Stephanie, my P.A. (I will have to look up her last name, she goes by Stephanie!) asked if I have researched about herxheimer reactions.  I explained that I had researched it because I wanted to be prepared.  She then asked if I am ready to start or if I needed another week to get things in order.  I told her of my amazing support group...  Family and friends ready with meals, house cleaning, rides for kids and babysitting.  She asked again of I was ready for it or if I wanted to wait another week.  Me, personally, was I ready.  I told her yes.  Yes, that I wanted to attack this head on.  She stared at me and I just felt that whole-hearted concern...  I started to tear up.

As she was sending the prescription for Tindamax to my pharmacy she asked me if I had any questions.  I wanted to know how long before I started to herx.  She said that it would take a few days.  I was having a harder time keeping back the tears.  She looked up, sunk her shoulders down and stared at me again...  She was so concerned for me.  She arose and went across the room to the tissue box.  I thanked her and started to talk again...  I just stared at her and said I want to get better but I  am not ready emotionally for the path I have to take to get better.  She sat and listened to me.  

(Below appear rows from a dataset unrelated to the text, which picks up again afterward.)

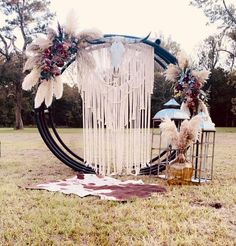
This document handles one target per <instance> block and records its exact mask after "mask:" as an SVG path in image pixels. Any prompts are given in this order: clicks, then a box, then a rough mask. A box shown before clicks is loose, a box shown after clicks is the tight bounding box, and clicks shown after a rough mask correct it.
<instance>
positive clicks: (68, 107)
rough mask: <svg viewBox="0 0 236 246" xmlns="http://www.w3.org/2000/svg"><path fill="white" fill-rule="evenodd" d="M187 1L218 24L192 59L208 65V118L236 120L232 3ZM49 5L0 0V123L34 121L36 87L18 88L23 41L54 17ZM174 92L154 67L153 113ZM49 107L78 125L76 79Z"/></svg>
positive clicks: (26, 43)
mask: <svg viewBox="0 0 236 246" xmlns="http://www.w3.org/2000/svg"><path fill="white" fill-rule="evenodd" d="M190 4H192V5H194V6H196V7H198V8H201V9H202V11H204V13H205V15H206V16H207V17H208V18H209V24H211V23H217V24H218V26H219V33H218V34H217V35H214V36H209V37H208V38H207V39H205V40H203V41H202V44H201V45H199V49H198V54H197V59H195V61H194V65H195V66H196V67H198V68H200V69H201V68H206V69H209V70H210V71H211V75H210V78H209V80H208V82H207V83H206V84H205V86H204V90H207V91H208V92H209V93H208V94H209V95H208V96H209V99H208V102H207V103H208V106H209V109H210V114H211V117H212V120H213V122H214V123H215V124H216V126H227V127H230V126H236V66H235V58H236V8H235V6H234V5H232V4H229V3H227V2H226V1H224V0H215V1H213V0H193V1H191V2H190ZM49 5H50V1H49V0H40V1H37V0H27V1H26V0H21V1H20V0H0V11H1V12H2V14H4V16H5V24H4V25H3V26H2V27H1V28H0V127H14V128H15V129H23V127H24V126H33V125H34V108H33V105H34V103H33V101H34V96H35V91H31V92H25V91H22V89H21V84H22V81H23V78H24V76H25V74H23V72H22V69H23V64H24V62H25V60H26V55H25V50H26V47H27V45H28V44H29V43H31V42H32V40H33V39H34V38H35V36H36V35H37V34H38V33H45V32H46V29H47V27H48V25H49V23H50V21H51V20H52V19H53V18H54V17H55V15H54V13H51V12H50V10H49V8H48V6H49ZM32 13H34V15H32ZM16 33H17V35H16ZM157 38H159V39H160V40H161V46H163V47H164V48H166V49H167V50H169V51H170V52H171V53H172V54H174V55H176V54H177V53H178V52H179V51H180V50H181V48H184V47H180V45H179V44H178V43H176V42H175V41H173V40H172V39H171V37H164V36H163V35H160V36H158V37H157ZM19 39H20V40H22V41H21V42H20V43H21V47H19V41H18V40H19ZM172 95H173V88H172V85H171V84H170V83H168V82H167V81H165V79H164V76H163V74H162V72H161V71H159V70H157V71H156V72H155V84H154V92H153V96H152V117H153V116H154V114H155V113H156V112H157V111H158V110H160V109H161V108H162V107H163V104H164V103H165V102H166V101H167V100H169V99H170V98H171V97H172ZM52 107H53V111H54V120H55V123H56V124H57V125H58V126H63V127H82V104H81V98H80V95H79V93H78V89H77V87H76V85H69V84H64V94H63V98H62V99H60V100H58V101H55V102H54V103H53V106H52Z"/></svg>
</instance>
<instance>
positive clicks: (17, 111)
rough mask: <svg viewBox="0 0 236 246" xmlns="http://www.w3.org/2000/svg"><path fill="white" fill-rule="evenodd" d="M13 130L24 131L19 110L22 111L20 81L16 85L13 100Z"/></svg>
mask: <svg viewBox="0 0 236 246" xmlns="http://www.w3.org/2000/svg"><path fill="white" fill-rule="evenodd" d="M15 99H16V100H15V130H22V129H24V125H23V121H22V117H21V109H22V89H21V81H20V82H19V81H18V82H17V84H16V98H15Z"/></svg>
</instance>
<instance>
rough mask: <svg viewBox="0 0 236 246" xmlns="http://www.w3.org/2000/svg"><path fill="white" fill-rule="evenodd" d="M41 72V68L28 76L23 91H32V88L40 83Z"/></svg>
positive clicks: (31, 72)
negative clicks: (39, 77)
mask: <svg viewBox="0 0 236 246" xmlns="http://www.w3.org/2000/svg"><path fill="white" fill-rule="evenodd" d="M40 71H41V70H40V69H39V68H34V69H33V70H32V71H31V72H30V73H29V74H28V75H26V77H25V79H24V81H23V83H22V89H23V90H26V91H28V90H31V88H32V87H33V86H35V85H36V84H37V83H38V80H39V77H40Z"/></svg>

As little dialect that was exchanged...  It was more of a sweet moment that occurred the whole visit.  She told me that even though I had a huge support system to help me through the next few weeks, she would be there for me if I needed her.  If I had any questions...  Anything.  Her face, I cannot explain her countenance...  It was as of she crossed the medical professional barrier between Dr and patient and was there for me.  She has seen others go through this and all though she has never been through it, she has talked to and treated those that have.

Before I left she told me to go do something fun today.

That's advice I will be taking seriously...  Doctors orders!